Martinussen and Ryland conducted their research by examining the levels of funding for public health services in each country, the proportion of private hospital beds, and the degree of public coverage. Using this method, the researchers were able to observe results over long and short periods.  

An example of a successful market-orientated, health reform comes from the Norwegian model, which was introduced between 1997 and 2002. Norway’s reforms were based around ‘effort-driven financing’, meaning hospitals were partly financed based on how many patients they treated. In 2002, Norway’s hospitals were organised into enterprises. The philosophy behind this reform is that the public sector remains responsible for public health services whilst the providers can be private. 

“Key elements of the reform are greater hospital independence, more centralised power to the state, increased use of contracts as a form of government, professionals instead of joint boards, greater separation between health policy and service production and increased freedom of choice for patients”, explained Martinussen.  

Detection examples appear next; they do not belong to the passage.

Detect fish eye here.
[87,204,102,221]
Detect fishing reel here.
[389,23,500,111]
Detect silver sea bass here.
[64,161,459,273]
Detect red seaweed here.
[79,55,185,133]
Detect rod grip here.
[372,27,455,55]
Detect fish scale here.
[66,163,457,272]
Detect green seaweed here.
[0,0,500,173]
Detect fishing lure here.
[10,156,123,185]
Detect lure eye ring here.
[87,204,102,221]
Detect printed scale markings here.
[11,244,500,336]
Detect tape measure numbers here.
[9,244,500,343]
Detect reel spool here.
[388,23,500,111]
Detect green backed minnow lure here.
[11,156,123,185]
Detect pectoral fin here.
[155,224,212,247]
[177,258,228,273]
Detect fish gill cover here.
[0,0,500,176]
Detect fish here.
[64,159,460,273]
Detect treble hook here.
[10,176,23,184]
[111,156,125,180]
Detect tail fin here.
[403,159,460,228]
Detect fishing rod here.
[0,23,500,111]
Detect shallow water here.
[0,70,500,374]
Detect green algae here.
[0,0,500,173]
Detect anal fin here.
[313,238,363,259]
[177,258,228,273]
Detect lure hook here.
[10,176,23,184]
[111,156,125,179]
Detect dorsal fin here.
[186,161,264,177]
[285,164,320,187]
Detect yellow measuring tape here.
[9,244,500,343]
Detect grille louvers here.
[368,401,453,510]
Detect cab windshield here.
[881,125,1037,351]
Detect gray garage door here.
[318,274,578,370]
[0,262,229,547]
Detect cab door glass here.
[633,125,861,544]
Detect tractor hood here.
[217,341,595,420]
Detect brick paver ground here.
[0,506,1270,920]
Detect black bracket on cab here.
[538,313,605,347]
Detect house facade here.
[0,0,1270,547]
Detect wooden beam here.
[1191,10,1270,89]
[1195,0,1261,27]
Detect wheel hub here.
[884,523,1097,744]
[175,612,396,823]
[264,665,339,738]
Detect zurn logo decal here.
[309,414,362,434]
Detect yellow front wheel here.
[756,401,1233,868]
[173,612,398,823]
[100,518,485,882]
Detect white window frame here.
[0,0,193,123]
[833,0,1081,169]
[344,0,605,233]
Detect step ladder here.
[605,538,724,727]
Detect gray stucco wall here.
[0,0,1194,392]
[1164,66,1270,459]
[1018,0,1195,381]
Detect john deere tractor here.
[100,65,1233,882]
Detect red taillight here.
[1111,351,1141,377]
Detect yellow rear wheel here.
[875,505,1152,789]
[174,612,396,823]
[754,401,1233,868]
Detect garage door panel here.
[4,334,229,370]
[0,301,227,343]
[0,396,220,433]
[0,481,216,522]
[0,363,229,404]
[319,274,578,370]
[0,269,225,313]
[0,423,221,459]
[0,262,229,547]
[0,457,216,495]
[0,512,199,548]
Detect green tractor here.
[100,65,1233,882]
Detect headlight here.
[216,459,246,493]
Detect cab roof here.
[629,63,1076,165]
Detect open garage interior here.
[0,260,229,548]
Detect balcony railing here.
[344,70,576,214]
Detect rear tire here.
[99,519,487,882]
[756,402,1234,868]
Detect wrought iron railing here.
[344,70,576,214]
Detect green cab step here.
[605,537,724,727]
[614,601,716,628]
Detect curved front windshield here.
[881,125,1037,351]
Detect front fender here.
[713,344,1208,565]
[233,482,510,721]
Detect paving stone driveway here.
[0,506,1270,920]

Despite the evidence supporting public health services, Martinussen and Ryland acknowledge the benefits of a privatised healthcare system. “It’s clear that there are also advantages to competition in a public system. Private actors have relieved some of the pressure on the public health service,” said Martinussen. However, the researchers stress in their report that the reason this approach works is that funding and regulations remain public, it is only the providers that are private.